Last week I gave you a challenge to get your teeth into:
As I suspected, everyone managed to figure out what type of animal this is, since these teeth are quite distinctive (as mammal teeth often are).
To start with, there are canines and incisors in the premaxilla (the top jaw). These are missing from things like cows, sheep and deer. So it’s not one of them. The premolars are adapted to grinding rather than cutting, so it’s not some kind of pig or carnivore.
The molar teeth are low-crowned, unlike the teeth of grazers like horses which are high crowned, to cope with the wear and tear of silica-toughened grasses. This suggests an animal that browses on softer vegetation. Also, the lophs (those ridges of enamel that join the tooth cusps) are well defined and quite distinctive in their shape.

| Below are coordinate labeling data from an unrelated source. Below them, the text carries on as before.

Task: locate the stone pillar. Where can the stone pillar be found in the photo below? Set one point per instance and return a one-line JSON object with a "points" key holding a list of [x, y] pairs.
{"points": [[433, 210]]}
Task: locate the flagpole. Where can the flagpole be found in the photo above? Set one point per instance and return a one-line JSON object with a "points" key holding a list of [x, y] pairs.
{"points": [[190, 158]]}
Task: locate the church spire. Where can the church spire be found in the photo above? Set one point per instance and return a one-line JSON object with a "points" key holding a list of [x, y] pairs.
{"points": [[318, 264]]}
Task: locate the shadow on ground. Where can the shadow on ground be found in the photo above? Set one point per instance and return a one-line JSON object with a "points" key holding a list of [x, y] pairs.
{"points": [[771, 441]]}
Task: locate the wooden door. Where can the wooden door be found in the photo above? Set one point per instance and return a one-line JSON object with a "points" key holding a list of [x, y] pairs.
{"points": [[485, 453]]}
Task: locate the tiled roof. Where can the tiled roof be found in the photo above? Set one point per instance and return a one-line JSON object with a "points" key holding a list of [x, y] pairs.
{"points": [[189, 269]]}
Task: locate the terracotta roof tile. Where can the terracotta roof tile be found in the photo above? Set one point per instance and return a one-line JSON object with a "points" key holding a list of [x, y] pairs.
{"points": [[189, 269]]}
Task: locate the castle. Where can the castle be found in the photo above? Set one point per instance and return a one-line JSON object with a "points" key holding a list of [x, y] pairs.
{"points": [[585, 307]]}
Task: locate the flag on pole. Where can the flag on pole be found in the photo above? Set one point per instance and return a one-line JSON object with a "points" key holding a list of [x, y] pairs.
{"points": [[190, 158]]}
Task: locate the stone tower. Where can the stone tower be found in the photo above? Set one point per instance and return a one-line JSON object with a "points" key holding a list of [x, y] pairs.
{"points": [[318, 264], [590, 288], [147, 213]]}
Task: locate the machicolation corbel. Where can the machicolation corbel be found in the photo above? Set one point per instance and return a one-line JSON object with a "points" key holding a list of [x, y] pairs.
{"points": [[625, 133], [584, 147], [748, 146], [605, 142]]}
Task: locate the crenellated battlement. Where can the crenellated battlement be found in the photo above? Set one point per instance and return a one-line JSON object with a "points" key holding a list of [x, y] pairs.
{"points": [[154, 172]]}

That rules out most other herbivores, including the camels and their relatives.
It turns out that this is a species that I’ve featured on the blog before (although it was almost 11 years ago!) Not a Baird’s Tapir as most people thought, but a Malayan Tapir Tapirus indicus Desmarest, 1819.
I think it’s understandable that nobody got the correct species, since the specimen is a subadult (check out the molar in the jaw that’s still developing) which will somewhat alter the proportions compared to an an adult – especially considering the photos I gave you were restricted to the teeth and missed all the useful features of the rest of the skull.
So well done to everyone who worked out that the teeth belonged to a tapir!
So were there any species specific characters in the phots you provided?